Kerugian Negara di Daerah Tinggi, BAP DPD RI Konsultasi ke BPK RI

Jakarta, IDN Times - Badan Akuntabilitas Publik (BAP) DPD RI melakukan rapat konsultasi dengan Badan Pemeriksaan Keuangan (BPK) RI atas tindak lanjut Ikhtisar Hasil Pemeriksaan Semester (IHPS) I Tahun 2019. Sebelumnya, BAP mengadakan pertemuan dengan BPK Perwakilan di tiga provinsi, yaitu Lampung, Jawa Barat, dan Nusa Tenggara Barat, serta ada beberapa hal yang perlu diklarifikasi.
“Dalam kunjungan tersebut, kami menemukan beberapa hal yang perlu kami klarifikasi kepada BPK. Pertama, terdapat beberapa pemerintah daerah (pemda) yang mengalami penurunan opini WTP menjadi WDP,” ucap Ketua BAP DPD RI Sylviana Murni di Gedung BPK RI, Jakarta, Rabu (20/11).

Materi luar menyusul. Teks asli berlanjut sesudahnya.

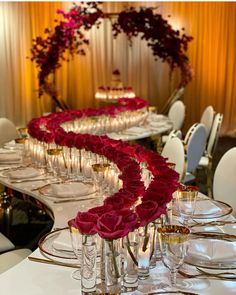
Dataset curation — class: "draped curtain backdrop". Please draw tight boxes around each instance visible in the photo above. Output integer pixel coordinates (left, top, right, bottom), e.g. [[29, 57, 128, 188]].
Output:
[[0, 2, 236, 134]]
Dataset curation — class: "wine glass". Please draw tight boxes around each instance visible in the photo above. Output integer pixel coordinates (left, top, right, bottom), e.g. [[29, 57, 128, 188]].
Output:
[[176, 185, 198, 226], [158, 225, 190, 288], [68, 221, 82, 280]]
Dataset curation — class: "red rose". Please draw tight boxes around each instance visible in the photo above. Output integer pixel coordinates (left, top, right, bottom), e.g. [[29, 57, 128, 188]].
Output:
[[136, 201, 165, 226]]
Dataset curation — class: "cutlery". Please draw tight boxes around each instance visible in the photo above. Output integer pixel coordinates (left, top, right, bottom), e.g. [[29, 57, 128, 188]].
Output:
[[11, 178, 52, 183], [178, 269, 236, 281], [31, 179, 86, 192], [31, 181, 61, 192], [28, 256, 80, 268]]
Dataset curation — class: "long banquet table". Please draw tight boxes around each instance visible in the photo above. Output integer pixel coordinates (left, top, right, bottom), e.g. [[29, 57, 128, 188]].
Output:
[[0, 170, 236, 295]]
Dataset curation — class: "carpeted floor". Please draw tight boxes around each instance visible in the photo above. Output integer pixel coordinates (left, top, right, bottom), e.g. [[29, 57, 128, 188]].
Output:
[[1, 137, 236, 250]]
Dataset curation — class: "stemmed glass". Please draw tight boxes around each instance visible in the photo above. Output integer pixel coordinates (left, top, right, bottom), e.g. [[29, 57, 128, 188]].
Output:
[[158, 225, 190, 288], [68, 221, 82, 280], [176, 185, 198, 226], [92, 163, 110, 197]]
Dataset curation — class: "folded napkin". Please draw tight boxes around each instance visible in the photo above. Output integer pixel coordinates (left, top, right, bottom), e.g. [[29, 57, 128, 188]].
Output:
[[51, 182, 95, 198], [188, 239, 236, 261], [53, 230, 73, 251], [149, 121, 167, 127], [0, 153, 21, 163], [147, 114, 168, 122], [123, 126, 147, 135], [194, 200, 221, 215], [8, 167, 40, 179]]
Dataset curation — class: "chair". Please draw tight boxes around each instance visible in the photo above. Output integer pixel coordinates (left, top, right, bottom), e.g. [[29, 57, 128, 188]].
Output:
[[0, 118, 20, 146], [213, 147, 236, 216], [168, 100, 185, 130], [0, 248, 32, 274], [200, 106, 215, 139], [160, 87, 184, 115], [198, 113, 223, 197], [161, 137, 185, 181], [183, 123, 206, 183]]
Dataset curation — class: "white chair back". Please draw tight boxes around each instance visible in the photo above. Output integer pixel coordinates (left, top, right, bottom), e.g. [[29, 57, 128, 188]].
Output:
[[184, 123, 206, 173], [206, 113, 223, 156], [168, 100, 185, 130], [200, 106, 215, 139], [166, 129, 182, 142], [161, 137, 185, 180], [213, 147, 236, 215], [0, 118, 20, 146]]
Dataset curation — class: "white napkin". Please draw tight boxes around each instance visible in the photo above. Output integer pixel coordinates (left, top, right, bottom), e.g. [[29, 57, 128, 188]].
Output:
[[53, 230, 73, 251], [8, 167, 40, 179], [149, 121, 167, 127], [188, 239, 236, 261], [51, 182, 95, 198], [194, 200, 221, 215], [0, 233, 15, 252], [0, 153, 21, 163]]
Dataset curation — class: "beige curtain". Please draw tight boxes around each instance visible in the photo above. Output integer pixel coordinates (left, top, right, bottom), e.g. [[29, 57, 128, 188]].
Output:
[[0, 2, 236, 133]]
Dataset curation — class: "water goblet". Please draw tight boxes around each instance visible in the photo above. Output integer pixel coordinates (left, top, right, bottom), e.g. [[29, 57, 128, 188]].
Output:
[[175, 185, 198, 226], [68, 221, 82, 280], [158, 225, 190, 288]]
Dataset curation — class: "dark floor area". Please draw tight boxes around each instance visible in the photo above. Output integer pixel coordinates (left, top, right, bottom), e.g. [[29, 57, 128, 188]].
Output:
[[0, 137, 236, 250]]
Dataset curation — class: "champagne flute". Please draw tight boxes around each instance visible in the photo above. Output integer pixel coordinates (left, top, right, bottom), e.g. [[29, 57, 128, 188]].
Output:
[[176, 185, 198, 226], [158, 225, 190, 288]]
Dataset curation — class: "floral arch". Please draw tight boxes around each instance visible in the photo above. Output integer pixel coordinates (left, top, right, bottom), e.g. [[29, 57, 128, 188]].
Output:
[[31, 2, 192, 109]]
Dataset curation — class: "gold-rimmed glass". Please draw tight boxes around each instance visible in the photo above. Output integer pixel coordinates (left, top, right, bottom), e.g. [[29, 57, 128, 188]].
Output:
[[158, 225, 190, 288], [176, 185, 199, 226]]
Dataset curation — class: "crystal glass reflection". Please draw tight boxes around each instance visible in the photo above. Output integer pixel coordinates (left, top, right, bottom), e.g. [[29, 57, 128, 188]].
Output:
[[158, 225, 190, 288], [176, 185, 198, 226]]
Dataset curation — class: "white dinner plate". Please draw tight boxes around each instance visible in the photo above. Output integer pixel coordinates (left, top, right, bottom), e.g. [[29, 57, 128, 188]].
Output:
[[39, 227, 78, 265]]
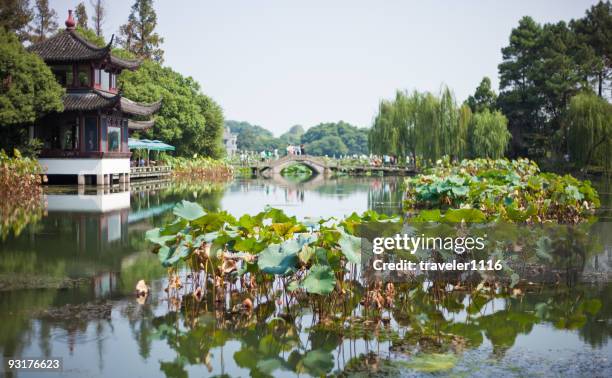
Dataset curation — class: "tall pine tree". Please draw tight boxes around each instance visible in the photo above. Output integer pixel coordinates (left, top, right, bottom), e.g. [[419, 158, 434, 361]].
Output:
[[89, 0, 106, 37], [0, 0, 34, 41], [74, 3, 88, 29], [119, 0, 164, 63], [32, 0, 57, 42]]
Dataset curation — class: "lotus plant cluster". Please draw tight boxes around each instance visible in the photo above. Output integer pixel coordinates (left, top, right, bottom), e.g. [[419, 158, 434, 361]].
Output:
[[404, 159, 599, 224], [147, 201, 384, 302]]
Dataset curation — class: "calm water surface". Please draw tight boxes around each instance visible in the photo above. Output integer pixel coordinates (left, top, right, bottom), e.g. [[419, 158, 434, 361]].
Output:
[[0, 178, 612, 377]]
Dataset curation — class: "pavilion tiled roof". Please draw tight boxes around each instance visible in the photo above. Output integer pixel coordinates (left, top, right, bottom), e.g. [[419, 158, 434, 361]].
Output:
[[119, 97, 161, 116], [63, 90, 121, 111], [28, 29, 141, 70], [128, 119, 155, 131], [64, 90, 161, 116]]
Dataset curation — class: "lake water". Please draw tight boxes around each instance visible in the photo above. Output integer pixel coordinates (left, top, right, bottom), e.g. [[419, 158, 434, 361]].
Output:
[[0, 177, 612, 377]]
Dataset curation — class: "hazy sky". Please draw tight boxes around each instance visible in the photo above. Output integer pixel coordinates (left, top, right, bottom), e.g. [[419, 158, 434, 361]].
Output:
[[50, 0, 596, 135]]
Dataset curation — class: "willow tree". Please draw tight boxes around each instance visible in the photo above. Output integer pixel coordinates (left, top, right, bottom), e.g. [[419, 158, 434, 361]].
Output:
[[566, 93, 612, 171], [457, 104, 472, 159], [470, 109, 510, 159], [369, 88, 471, 165], [437, 87, 461, 159], [415, 92, 442, 161]]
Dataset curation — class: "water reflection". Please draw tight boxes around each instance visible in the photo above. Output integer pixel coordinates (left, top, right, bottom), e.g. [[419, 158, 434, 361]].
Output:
[[0, 177, 612, 377]]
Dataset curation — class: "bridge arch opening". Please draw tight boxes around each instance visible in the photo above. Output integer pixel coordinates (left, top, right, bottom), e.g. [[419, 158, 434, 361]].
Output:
[[280, 162, 317, 181]]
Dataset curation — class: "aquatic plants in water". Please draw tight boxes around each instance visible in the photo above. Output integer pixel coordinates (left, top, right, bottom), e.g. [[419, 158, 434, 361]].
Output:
[[162, 154, 234, 179], [147, 196, 602, 376], [404, 159, 600, 223]]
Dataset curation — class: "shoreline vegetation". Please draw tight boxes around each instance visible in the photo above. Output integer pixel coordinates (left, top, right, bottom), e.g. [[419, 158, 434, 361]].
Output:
[[0, 150, 45, 240], [162, 154, 234, 180], [404, 159, 600, 223], [146, 159, 599, 299]]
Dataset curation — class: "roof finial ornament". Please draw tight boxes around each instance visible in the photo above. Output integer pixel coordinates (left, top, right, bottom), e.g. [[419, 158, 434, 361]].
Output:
[[66, 9, 76, 30]]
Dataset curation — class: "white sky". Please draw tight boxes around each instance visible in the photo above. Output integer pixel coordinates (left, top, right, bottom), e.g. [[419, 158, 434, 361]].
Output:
[[50, 0, 596, 135]]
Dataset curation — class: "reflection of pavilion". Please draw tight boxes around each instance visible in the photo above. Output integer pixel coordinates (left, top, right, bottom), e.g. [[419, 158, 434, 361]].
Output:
[[45, 189, 130, 254]]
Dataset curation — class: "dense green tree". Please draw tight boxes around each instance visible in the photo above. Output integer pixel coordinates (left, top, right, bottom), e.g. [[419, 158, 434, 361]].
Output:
[[0, 28, 64, 127], [73, 26, 104, 46], [74, 3, 88, 29], [301, 121, 368, 156], [498, 5, 612, 157], [570, 1, 612, 97], [119, 60, 223, 157], [31, 0, 57, 42], [566, 92, 612, 171], [89, 0, 106, 37], [0, 0, 34, 41], [369, 88, 471, 161], [498, 17, 545, 142], [305, 135, 349, 157], [0, 28, 64, 151], [278, 125, 304, 145], [119, 0, 164, 63], [197, 95, 225, 159], [470, 109, 511, 159], [225, 121, 278, 152], [465, 76, 497, 113]]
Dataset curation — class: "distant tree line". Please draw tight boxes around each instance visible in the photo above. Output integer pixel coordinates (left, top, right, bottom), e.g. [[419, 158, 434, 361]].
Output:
[[370, 1, 612, 170], [0, 0, 225, 158], [225, 120, 368, 156], [369, 88, 510, 161]]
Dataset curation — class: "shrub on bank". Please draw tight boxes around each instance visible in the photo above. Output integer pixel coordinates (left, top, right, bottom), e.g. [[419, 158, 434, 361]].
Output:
[[0, 150, 44, 239], [404, 159, 599, 223], [163, 155, 234, 179]]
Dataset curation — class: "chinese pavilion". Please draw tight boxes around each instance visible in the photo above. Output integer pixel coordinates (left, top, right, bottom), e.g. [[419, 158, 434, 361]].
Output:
[[28, 11, 161, 185]]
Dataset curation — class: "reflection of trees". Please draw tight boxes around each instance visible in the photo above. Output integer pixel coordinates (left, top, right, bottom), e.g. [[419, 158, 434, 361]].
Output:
[[142, 276, 612, 376]]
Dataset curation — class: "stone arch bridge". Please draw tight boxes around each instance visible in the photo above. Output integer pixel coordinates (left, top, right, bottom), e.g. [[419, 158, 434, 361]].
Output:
[[249, 155, 416, 177], [252, 155, 336, 176]]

Sylviana menambahkan, pemda yang mengalami penurunan opini, yaitu Kabupaten Mesuji, Provinsi Lampung, Kabupaten Cianjur, Kabupaten Tasikmalaya, dan Provinsi Jawa Barat. “Bupati kedua pemda tersebut tertangkap KPK melalui Operasi Tangkap Tangan (OTT),” tuturnya.
1. Sylviana juga memaparkan soal penelaahan kerugian negara dikaitkan dengan opini yang diperoleh

Senator asal DKI Jakarta itu mengatakan bahwa permasalahan kedua dari penelaahan kerugian negara dikaitkan dengan opini tapi terdapat kondisi bahwa pemda mendapatkan opini WTP. Padahal, kerugian negara lebih besar dibandingkan dengan pemda yang mendapatkan opini WDP.

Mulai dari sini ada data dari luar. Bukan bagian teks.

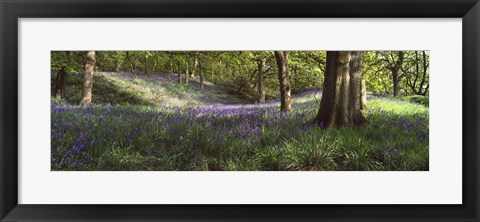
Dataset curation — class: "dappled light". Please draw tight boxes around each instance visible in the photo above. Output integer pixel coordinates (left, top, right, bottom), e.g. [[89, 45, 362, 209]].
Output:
[[50, 51, 429, 171]]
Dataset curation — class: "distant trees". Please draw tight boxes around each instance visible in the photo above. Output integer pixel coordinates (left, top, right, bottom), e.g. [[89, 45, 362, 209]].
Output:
[[52, 51, 72, 98], [402, 51, 430, 96], [51, 51, 429, 112], [275, 51, 292, 112], [316, 51, 366, 128], [80, 51, 95, 106]]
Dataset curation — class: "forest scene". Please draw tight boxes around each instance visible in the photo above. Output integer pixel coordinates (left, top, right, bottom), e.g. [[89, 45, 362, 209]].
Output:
[[50, 51, 430, 171]]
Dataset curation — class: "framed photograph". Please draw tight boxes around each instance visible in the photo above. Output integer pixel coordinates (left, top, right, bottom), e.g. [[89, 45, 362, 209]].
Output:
[[0, 0, 480, 221]]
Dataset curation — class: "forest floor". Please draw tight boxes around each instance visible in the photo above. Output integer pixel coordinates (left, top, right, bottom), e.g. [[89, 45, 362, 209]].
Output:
[[51, 72, 429, 171]]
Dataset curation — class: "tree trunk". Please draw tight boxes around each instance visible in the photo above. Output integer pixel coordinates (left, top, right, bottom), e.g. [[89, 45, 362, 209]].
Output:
[[316, 51, 366, 128], [80, 51, 95, 106], [53, 51, 72, 98], [143, 51, 148, 75], [257, 59, 265, 103], [54, 67, 67, 98], [185, 62, 190, 85], [168, 54, 173, 80], [275, 51, 292, 112], [127, 51, 137, 77], [190, 56, 198, 79], [392, 51, 404, 96], [360, 77, 368, 110], [199, 64, 204, 89]]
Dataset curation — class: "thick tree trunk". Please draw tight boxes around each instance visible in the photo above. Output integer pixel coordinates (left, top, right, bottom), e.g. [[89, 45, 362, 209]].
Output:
[[275, 51, 292, 112], [316, 51, 366, 128], [80, 51, 95, 106], [257, 59, 265, 103]]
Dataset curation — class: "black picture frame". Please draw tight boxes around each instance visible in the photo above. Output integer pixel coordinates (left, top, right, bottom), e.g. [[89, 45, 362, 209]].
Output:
[[0, 0, 480, 221]]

“Terdapat pemda mendapatkan opini WTP dalam lima tahun terakhir berturut-turut, namun kerugian negara berfluktuasi dan cenderung meningkat dalam tiga tahun terakhir,” tutur Sylviana.
2. Dua hal yang dipertanyakan Sylviana dalam rapat konsultasi dengan BPK

Sylviana mempertanyakan apakah efektif persentase tindak lanjut sesuai rekomendasi dalam nilai rupiah selalu berada bahkan jauh di bawah persentase tindak lanjut sesuai rekomendasi dalam jumlah kejadian. “Apakah langkah itu efektif untuk mendorong percepatan tindak lanjut dan kedua tindakan itu dimungkinkan untuk dilakukan secara paralel,” terangnya.

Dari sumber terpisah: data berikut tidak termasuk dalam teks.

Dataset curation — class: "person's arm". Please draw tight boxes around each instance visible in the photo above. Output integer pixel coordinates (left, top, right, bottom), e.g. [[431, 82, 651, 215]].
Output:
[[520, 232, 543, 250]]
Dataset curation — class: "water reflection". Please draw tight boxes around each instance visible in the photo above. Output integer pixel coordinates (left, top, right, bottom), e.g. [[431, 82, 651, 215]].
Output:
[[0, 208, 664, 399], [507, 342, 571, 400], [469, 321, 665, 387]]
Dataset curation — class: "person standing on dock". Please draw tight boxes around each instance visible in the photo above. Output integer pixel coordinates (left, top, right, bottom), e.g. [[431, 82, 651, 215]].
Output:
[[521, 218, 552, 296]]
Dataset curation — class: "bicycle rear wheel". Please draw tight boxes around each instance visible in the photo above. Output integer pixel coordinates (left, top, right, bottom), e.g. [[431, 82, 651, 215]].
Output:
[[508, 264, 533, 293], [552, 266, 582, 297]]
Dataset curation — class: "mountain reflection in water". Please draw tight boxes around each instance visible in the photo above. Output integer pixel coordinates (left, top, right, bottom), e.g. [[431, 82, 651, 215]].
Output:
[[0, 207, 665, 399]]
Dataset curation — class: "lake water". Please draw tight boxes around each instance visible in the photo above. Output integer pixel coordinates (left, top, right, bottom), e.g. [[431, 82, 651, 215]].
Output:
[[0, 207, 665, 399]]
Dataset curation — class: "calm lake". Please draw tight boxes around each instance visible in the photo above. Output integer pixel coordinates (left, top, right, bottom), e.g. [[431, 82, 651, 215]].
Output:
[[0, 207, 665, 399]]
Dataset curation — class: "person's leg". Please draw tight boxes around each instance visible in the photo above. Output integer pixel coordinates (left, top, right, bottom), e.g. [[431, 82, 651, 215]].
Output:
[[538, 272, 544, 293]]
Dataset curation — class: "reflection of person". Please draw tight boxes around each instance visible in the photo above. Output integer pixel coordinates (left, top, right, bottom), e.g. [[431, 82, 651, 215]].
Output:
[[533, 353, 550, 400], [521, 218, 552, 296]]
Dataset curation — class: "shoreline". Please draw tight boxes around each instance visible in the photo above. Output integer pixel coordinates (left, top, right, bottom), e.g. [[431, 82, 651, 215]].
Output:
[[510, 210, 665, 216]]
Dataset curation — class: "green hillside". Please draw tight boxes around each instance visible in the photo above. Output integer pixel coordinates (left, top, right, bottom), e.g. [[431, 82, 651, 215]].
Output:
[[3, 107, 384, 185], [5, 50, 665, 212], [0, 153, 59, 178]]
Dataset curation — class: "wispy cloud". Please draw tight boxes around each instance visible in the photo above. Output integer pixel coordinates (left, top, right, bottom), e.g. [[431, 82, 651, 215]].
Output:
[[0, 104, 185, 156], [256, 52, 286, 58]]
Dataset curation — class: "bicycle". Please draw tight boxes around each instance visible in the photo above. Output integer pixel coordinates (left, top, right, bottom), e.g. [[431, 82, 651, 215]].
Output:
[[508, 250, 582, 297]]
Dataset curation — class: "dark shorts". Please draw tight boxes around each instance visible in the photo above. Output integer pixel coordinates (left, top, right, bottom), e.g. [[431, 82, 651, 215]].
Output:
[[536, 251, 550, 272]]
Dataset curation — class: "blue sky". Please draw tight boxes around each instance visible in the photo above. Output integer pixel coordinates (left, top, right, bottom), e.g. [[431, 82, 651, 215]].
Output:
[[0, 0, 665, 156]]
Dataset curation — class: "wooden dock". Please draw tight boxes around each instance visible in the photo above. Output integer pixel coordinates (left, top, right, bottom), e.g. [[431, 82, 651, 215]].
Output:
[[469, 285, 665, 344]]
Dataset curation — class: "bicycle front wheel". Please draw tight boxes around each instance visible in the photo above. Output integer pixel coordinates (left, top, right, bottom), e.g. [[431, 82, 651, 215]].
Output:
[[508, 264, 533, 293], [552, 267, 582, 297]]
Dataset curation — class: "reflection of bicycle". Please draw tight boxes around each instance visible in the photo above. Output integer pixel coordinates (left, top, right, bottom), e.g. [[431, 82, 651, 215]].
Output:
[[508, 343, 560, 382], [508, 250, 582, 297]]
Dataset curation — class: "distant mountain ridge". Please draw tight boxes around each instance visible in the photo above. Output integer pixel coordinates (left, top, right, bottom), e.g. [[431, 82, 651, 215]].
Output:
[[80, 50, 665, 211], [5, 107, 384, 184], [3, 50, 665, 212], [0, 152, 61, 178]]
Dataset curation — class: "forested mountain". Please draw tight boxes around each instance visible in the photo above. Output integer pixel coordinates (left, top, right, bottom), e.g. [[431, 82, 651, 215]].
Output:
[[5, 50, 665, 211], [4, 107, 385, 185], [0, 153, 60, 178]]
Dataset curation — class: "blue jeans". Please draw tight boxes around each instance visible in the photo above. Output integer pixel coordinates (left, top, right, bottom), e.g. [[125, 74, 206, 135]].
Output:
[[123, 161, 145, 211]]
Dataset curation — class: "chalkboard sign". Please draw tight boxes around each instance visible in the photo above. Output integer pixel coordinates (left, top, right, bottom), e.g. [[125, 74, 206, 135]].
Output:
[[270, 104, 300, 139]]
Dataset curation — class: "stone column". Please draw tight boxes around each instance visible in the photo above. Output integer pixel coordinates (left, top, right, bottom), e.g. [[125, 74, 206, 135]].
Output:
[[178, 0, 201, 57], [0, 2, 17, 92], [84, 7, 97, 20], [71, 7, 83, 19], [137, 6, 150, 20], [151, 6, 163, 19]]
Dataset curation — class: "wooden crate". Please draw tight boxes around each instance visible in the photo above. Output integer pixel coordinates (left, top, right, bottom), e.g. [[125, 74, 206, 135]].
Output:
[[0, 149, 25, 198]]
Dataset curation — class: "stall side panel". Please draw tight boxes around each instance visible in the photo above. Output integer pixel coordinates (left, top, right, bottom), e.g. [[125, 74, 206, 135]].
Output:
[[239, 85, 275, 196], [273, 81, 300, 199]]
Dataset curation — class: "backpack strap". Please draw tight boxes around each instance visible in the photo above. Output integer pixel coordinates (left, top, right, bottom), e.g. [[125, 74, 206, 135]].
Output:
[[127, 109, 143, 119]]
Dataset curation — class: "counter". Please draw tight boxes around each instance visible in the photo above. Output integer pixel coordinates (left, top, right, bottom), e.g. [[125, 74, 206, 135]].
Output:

Sylviana juga mempertanyakan mengenai kedaluwarsa tuntutan ganti kerugian negara. Persoalan kedaluwarsa yang diatur ini penting dikemukakan untuk mengantisipasi persoalan makin bertambahnya kerugian negara. “Persoalan kedaluwarsa ini penting dikemukakan karena mengantisipasi persoalan semakin bertambahnya kerugian negara,” ucapnya.
Sementara itu, anggota BAP DPD RI Angelius Wake Kako mengatakan bahwa hasil laporan opini BPK bisa menjadi celah bagi kepala daerah. Banyak kepala daerah yang tersandera oleh hasil temuan BPK yang disalahgunakan penegak hukum. “Mungkin ini karena kurangnya pemahaman kepala daerah maka tersandera. Ketika temuan BPK di-publish maka ini menjadi celah bagi penegak hukum,” kata Angelius.
Pada kesempatan yang sama, Ketua BPK Agung Firman Sampurna menjelaskan bahwa opini suatu entitas tidak bisa menjadi jaminan pada tahun berikutnya. Biasanya permasalahan tersebut ketika ada penyelenggaraan pilkada maka ada keuangan berisiko terhadap belanja barang dan belanja modal. “Kami berhati-hati dalam melakukan pemeriksaan sehingga tidak menimbulkan masalah,” jelasnya.
Menurutnya, BPK telah melakukan pemeriksaan sesuai standar dengan secermat-cermatnya. Untuk itu, ke depan BPK akan melakukan penajaman pada tingkat pemeriksaan. Oleh karena itu, harus berhati-hati terutama kepada aset. “Jika sudah dilaksanakan di pusat maka kami akan melakukan di pemerintah pusat,” kata Agung.
Anggota V BPK Bahrullah Akbar menjelaskan bahwa tidak ada pengaruh OTT dengan opini WTP. Terkait penurunan opini di Kabupaten Mesuji tidak terkait dengan kejadian OTT, yaitu pemberian fee pembangunan proyek infrastruktur. “Hal ini tidak dapat dideteksi dalam pemeriksaan, meskipun prosedur pemeriksaan dirancang dengan berdasarkan pertimbangan risiko terjadinya kesalahan penyajian yang material disebabkan kesalahan atau kecurangan,” tutur Bahrullah.